I could not believe where the author, Lisa Cullen, took us! It was exciting and also unexpected outcome for all three of these ladies! I loved how the turn out was...and all their struggles sort of came to a head and surprised me. Though it always seems that something so big as a mega church needs something big as what happened to Candace's husband, Aaron Green. I felt myself really liking the ending a lot.
Overall I did enjoy this book. The middle parts of the book sort of felt long to me, and took me a while to get through, but the intensity of the plot got me going. I just needed to find out what happened to these women! I am not sure about what it is like to be in a mega church, and it is a bit disturbing that pastors are treated as mega super stars. Not that they aren't awesome or good or even humble, but it does really put them on a pedestal. I would also be so afraid to meet their wife! Haha I do not want to meet a Candace anytime soon. I sort of feel like I wish I could get to know some of the real women who are pastors' wives. It would be neat to get a real non fictitious outlook at their lives. For me it feels like I would not want to get into the hype of a mega church...for I felt like some of the things that might go on would be very superficial and for a wow factor.
But what really got me was the passionate search for who they are in all this. Each woman's devotion and love to their husband and duty to find their faith in the midst of their struggles took a hold of me. I really felt that Ruthie's part in this book made me feel like she was mirroring the Author's voice, thoughts and opinions in it all. I loved it and felt that each of these women were extraordinary in their own way as they faced their struggles.

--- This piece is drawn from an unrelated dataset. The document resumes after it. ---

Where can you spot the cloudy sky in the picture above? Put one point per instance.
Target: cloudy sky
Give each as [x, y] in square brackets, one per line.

Read more reviews here: http://litfusegroup.com/author/LCullen
Purchase a copy: http://ow.ly/klK8c
Meet Author Lisa (From the Litfuse Website):
Lisa Takeuchi Cullen was a longtime staff writer for TIME magazine. She now develops TV pilots for production companies and recently sold her first pilot for "The Ordained" to CBS. Born in Japan, Cullen lives in New Jersey with family.
Lisa Takeuchi Cullen was born and raised in Kobe, Japan. Her father was a Roman Catholic priest from Philadelphia, sent by his religious order to a provincial city in southern Japan where he met Cullen’s mother, the coddled daughter of a wealthy merchant. She converted, he left the priesthood to marry her, and it all caused quite the scandal. As if in penance, they raised the four children in strict devotion, never allowing them to miss a Mass or their turn at the dinner-table Bible reading.
As she was in the beginning stages of writing Pastors’ Wives, several intense life changes lit in her a profound need to reconcile her faith: the loss of her mother to cancer, her father’s death nine months later, the birth of her second child, and leaving her job as a staff writer at Time magazine. Cullen feels that in many ways writing Pastors’ Wives saved her. Through the characters and their journeys in faith, she was able to examine her own.
Cullen was a foreign correspondent and staff writer for Time magazine, covering social trends, news, arts and business in the U.S. and Asia. Her first book, Remember Me: A Lively Tour of the New American Way of Death, was about the year she spent crashing funerals and was a Barnes & Noble Discover Great New Writers pick. She now writes novels and develops television pilots. Pastors’ Wives is her first novel, and Lisa recently sold a pilot about a former priest who becomes a lawyer to CBS. Production on the first episode of The Ordained is now in production. Cullen lives in New Jersey with her husband and two daughters.
Find out more about Lisa at http://lisacullen.com.
Disclosure : I received this book free from the publisher. I was not required to write a positive review. The opinions I have expressed are my own. I am disclosing this in accordance with the Federal Trade Commission’s 16 CFR, Part 255: "Guides Concerning the Use of Endorsements and Testimonials in Advertising."